There are limited data evaluating the role of microscopic pyuria as a surrogate marker of infection in patients with non-acute symptoms. In patients with painless LUTS microscopic pyuria has been reported to have a sensitivity of 56% (95% CI 46-60%) and specificity of 72% (95% CI 67-76%) for midstream urine (MSU) cultures at ≥105 cfu ml-1, and 66% (95% CI 54-77%) and 73% (95% CI 69-78%) respectively for catheter specimen of urine (CSU) culture at ≥105 cfu ml-1 . In patients presenting with non-acute symptoms Kupelian et al.  found the positive predictive value (PPV) and negative predictive valve (NPV) of pyuria as a surrogate marker of UTI to be 0.40 (CI 0.37-0.43) and 0.75 (CI 0.73-0.76) respectively. They found that 40% of the inflammatory signal was lost by 4 hours after sample collection which is a common delay between patients providing samples and time taken to arrive at laboratories for analysis . Given that microscopy of urine is performed by laboratories so that only those with ≥10wbc μl-1 require culture samples may be wrongly dismissed as negative for infection.
Urinary dipsticks are commonly used in both primary and secondary care as a bed side test and in point of care testing when excluding urinary infection. They were introduced as part of ‘point of care testing’ to aid in diagnosis of UTI and reduce the need for urine microscopy and urine culture and allow for earlier treatment. Modern reagent strips are able to provide information on a variety of physical and biochemical variables. The principle measure of UTI includes the presence of leucocyte esterase and nitrites. Leucocyte esterase is a potential measure of pyuria and the Nitrite test uses the Greiss reaction to detect a nitrate reduction product of some uropathogenic bacteria . The International Consultation on Incontinence guidelines on LUTS strongly recommends the need to exclude UTI and recommends dipstick testing as a screening method . NICE also recommends the use of urinary dipstick for screening patients with lower urinary tract symptoms . However, there are no published data to support dipstick as a valid screening tool for patients with non-acute, non-dysuric symptoms. On reviewing the literature there is considerable evidence to question the accuracy of urinary dipsticks [5,6,23,24]. The sensitivity of leucocyte esterase has been suggested to be around 60% and specificity of around 70%. The sensitivity of nitrite is approximately 18%-50%, with reported specificities of 90% [5,24]. However this is using a gold standard as an MSCU culture with a positive threshold as ≥105 cfu ml-1.

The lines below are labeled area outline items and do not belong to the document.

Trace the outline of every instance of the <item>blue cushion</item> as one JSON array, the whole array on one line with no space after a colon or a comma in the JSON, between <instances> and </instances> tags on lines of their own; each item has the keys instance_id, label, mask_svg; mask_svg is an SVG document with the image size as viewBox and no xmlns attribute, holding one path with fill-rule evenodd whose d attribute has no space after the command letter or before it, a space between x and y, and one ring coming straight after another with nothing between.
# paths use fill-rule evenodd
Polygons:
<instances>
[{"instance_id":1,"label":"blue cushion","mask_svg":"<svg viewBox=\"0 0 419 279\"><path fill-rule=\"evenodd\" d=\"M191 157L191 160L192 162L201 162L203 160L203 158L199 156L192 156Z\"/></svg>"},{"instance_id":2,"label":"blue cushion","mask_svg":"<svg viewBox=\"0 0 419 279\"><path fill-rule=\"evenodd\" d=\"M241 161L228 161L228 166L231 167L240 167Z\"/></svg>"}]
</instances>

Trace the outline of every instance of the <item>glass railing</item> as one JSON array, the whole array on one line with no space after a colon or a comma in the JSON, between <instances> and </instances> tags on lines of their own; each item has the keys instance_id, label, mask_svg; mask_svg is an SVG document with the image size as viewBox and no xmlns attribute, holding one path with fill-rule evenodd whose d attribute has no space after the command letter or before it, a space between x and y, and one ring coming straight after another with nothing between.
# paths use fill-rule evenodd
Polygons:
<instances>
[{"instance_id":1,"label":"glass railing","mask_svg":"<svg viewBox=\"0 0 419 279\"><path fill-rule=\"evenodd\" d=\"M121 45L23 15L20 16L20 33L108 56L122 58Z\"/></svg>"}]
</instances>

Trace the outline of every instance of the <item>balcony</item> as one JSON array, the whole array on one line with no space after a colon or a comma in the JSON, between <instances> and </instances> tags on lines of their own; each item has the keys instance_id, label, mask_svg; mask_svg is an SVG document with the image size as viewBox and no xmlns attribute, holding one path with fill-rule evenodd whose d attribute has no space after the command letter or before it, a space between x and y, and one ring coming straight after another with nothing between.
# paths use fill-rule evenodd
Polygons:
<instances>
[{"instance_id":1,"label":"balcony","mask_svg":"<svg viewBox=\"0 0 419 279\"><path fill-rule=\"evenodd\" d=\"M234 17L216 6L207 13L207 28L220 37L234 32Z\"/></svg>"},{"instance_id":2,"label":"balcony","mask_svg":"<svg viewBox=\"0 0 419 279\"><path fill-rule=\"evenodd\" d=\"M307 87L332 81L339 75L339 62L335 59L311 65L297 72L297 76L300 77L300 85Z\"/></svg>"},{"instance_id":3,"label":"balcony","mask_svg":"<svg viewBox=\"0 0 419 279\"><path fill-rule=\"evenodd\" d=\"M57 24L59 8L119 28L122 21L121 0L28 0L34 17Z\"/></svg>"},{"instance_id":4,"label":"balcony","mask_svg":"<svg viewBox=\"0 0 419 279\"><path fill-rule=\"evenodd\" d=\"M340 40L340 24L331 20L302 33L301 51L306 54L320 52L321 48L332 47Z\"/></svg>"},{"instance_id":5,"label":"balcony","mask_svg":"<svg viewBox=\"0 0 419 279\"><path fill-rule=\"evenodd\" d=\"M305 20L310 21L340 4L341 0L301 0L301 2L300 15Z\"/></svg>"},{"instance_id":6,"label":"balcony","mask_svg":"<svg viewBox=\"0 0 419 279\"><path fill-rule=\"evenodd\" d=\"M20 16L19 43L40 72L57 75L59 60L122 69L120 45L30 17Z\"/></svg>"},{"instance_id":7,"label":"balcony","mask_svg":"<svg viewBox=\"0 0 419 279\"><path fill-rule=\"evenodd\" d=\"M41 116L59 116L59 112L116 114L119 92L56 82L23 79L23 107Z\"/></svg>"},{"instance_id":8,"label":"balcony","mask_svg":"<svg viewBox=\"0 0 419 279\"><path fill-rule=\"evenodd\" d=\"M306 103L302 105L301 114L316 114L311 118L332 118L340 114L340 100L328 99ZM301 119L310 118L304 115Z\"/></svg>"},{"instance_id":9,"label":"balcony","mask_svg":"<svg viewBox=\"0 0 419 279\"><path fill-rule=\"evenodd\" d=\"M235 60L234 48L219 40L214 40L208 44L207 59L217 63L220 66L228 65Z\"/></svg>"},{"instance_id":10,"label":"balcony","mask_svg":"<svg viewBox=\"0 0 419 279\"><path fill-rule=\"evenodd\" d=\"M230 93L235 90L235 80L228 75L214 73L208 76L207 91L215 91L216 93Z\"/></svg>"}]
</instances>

In assessing anyone who presents with LUTS a mandatory step is the exclusion of UTI, but given the deficiencies in the tests diagnosis may be flawed. We must therefore be aware of this and take into consideration the potential for infection. This warrants further research into how we identify and exclude infection, as well as re-evaluates the pathophysiology of common urological and urogynaecological conditions.